Wednesday, 6 February 2013

DIY Peanut Butter

Certain people haven't realized it yet, but our days of buying peanut butter, that childhood staple, are over. This truth might have been obscured by the fun we had taste-testing homemade versions of the spread recently (pics below) and the fact that there's still a tiny scraping of brand-name PB left in the jar, leading to a false sense of peanut security. When that jar is gone, it's gone. We don't shy away from tough decisions here at the Unprocessed Project. (I did notice, however, that the commercial stuff has a consistency remarkably like caulking; perhaps I should keep some around for sudden leaks. I bet it would work.)

What's the problem with store-bought PB? For starters, sweeteners--notably icing sugar (aka confectionary sugar)--and the wrong oils. The food industry adds cheaper non-peanut oils, such as soybean, cotton and palm, as well as hydrogenated vegetable oils (imagine eating a dollop of Crisco) as stabilizers. On the label of our jar, this last ingredient is followed, ominously, by "(1011C)", which I can only assume refers to a lab formula.** Another problem is value for money--the price of your PB and J has likely risen in the last year, and the jar sizes keep shrinking, which is the same thing, but quite a big bag of peanuts in the shell is not expensive.

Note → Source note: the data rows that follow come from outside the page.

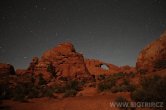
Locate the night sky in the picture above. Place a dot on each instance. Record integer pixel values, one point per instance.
(110, 30)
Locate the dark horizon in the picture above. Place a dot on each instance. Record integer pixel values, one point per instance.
(113, 31)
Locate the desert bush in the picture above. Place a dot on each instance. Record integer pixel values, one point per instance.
(101, 77)
(63, 78)
(70, 93)
(49, 92)
(51, 70)
(24, 91)
(123, 88)
(73, 85)
(152, 89)
(119, 75)
(5, 92)
(42, 81)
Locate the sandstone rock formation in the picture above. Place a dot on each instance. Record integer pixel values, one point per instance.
(6, 69)
(96, 67)
(153, 56)
(62, 59)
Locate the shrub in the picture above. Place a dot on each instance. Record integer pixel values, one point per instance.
(123, 103)
(42, 81)
(123, 88)
(5, 92)
(63, 78)
(73, 85)
(101, 77)
(49, 92)
(51, 70)
(70, 93)
(24, 91)
(119, 75)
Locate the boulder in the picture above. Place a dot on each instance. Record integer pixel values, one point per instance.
(96, 67)
(63, 59)
(153, 56)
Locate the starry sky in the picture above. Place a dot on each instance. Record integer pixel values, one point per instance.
(113, 31)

I should note that the brand-name product we tested (sample Y below--and okay, it's Kraft) is actually unsweetened and unsalted. The label makes several health claims on a green banner festooned with the tagline "Sensible Solutions": "Source of 5 Essential Nutrients; Trans Fat Free; Low in Saturated Fat". The five nutrients are Vitamins E and B3, folate, magnesium and phosphorus. This is a perfect illustration of  nutritionism, an ideology and ultra-effective marketing tactic, which Michael Pollan's In Defense of Food: An Eater's Manifesto exposes. I've been reading that book today--not new, of course, but I'm finally getting to it. Oh, the lies we've been sold over the years--processed nutrients of all kinds marketed as better for you than the real food they replaced.

All-natural PB is available in supermarkets, but a) my kids hate it, and b) the oil slick on top is messy and unappetizing. Our homemade PB didn't separate during a week in the fridge. No need for stabilizers.

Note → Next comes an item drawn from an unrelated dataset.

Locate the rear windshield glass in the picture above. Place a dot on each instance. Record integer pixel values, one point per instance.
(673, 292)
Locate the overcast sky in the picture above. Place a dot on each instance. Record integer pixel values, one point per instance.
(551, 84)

Raise your hand if you ever made PB in kindergarten--long, long ago, before peanuts were booted out of the schools over allergy concerns. Today's pupils will never know that joy. They'll have to make do with shaking a jar of cream until it turns to butter (so boring!), but anyone without allergies can try this at home. It's satisfying to puree the peanuts, which takes almost no time. Siblings can work out their aggressions by punching the buttons of the food processor or blender, and the grinding noise will drown out bickering. What does take time is shelling the peanuts. Do that chore ahead, or better yet, delegate it.



I found numerous recipes online, all variations on the following basic idea:

2 c. shelled peanuts (roasted, salted or not)
1 tsp salt (optional--and I found this amount to be too much, so maybe start with less)
1 tbsp honey (also too much--it's totally optional)  
Small amount of oil (anything but olive oil) added during processing--a tablespoon or 2--until the desired consistency is reached.

Store in refrigerator.




I made one batch with just peanuts, salt and oil (sample X), and another with the honey added (sample S). Both homemade PBs tasted genuine, fantastic, and still the rotten kids picked Y. How I missed my eldest girl the day we sampled! She would have been on my side. Best-in-show PB, according to me? The two homemade variations combined.  

PS: We do have a family friend with a peanut allergy, so all of this handiwork will vanish when he's around.



** In the US, FDA rules require PB to contain at least 90% peanuts by weight, or else it can't be called peanut butter.  See explanations 1 and 2 (both short!, from an organization that certifies food as kosher) on the need for stabilizers in commercially prepared PB, and the food industry's success in convincing the FDA that any hydrogenated vegetable oil will do for this purpose, not just hydrogenated peanut oil.